Scene statistics and 3D surface perception

Brian Potetz, Tai Sing Lee | In Computational Vision: From Surfaces to 3D Objects. Chapman Hall. Ed. C. W. Tyler. Chapman & Hall/CRC, chapt 1, pp. 1-25, (2010) | 2010 | PDF
The inference of depth information from single images is typically performed by devising models of image formation based on the physics of light interaction and then inverting these models to solve for depth. Once inverted, these models are highly underconstrained, requiring many assumptions such as Lambertian surface reflectance, smoothness of surfaces, uniform albedo, or lack of cast shadows. Little is known about the relative merits of these assumptions in real scenes.
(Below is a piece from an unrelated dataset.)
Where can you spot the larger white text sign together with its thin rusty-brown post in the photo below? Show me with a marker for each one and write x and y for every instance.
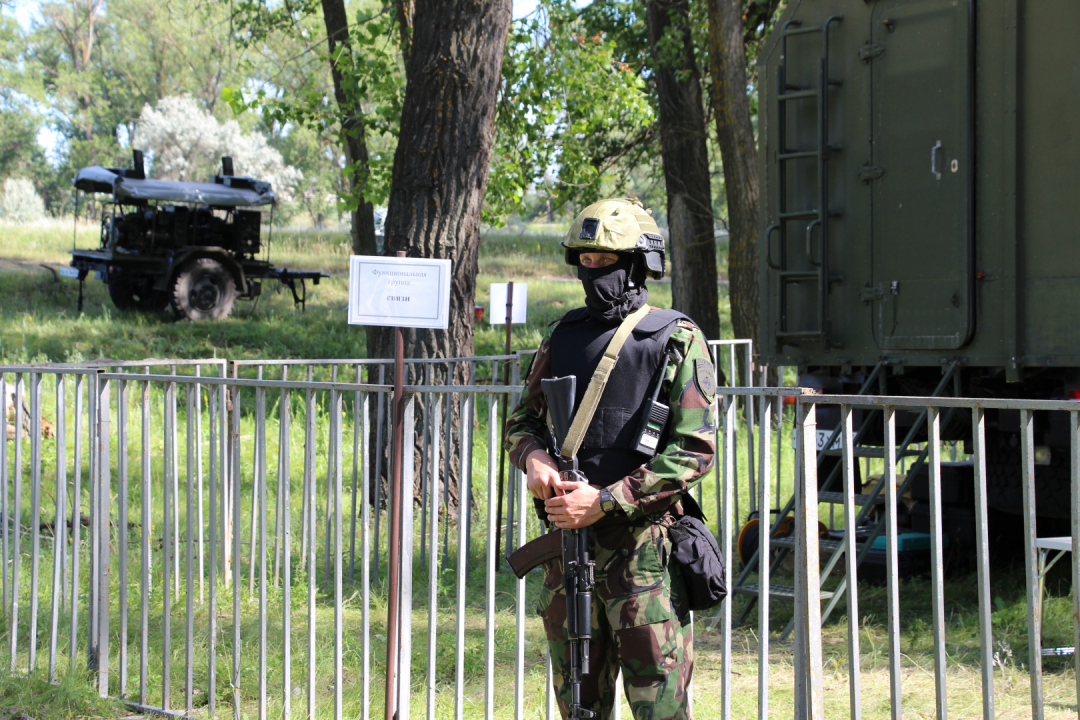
(398, 293)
A statistical understanding of the joint distribution of real images and their underlying 3D structure would allow us to replace these assumptions and simplifications with probabilistic priors based on real scenes. Furthermore, statistical studies may uncover entirely new sources of information that are not obvious from physical models. Real scenes are affected by many regularities in the environment, such as the natural geometry of objects, the arrangements of objects in space, natural distributions of light, and regularities in the position of the observer. Few current computer vision algorithms for 3D shape inference make use of these trends. Despite the potential usefulness of statistical models and the growing success of statistical methods in vision, few studies have been made into the statistical relationship between images and range (depth) images. Those studies that have examined this relationship in nature have uncovered meaningful and exploitable statistical trends in real scenes which may be useful for designing new algorithms in surface inference, and also for understanding how humans perceive depth in real scenes [32, 18, 46]. In this chapter, we will highlight some results we have obtained in our study on the statistical relationships between 3D scene structures and 2D images, and discuss their implications on understanding human 3D surface perception and its underlying computational principles.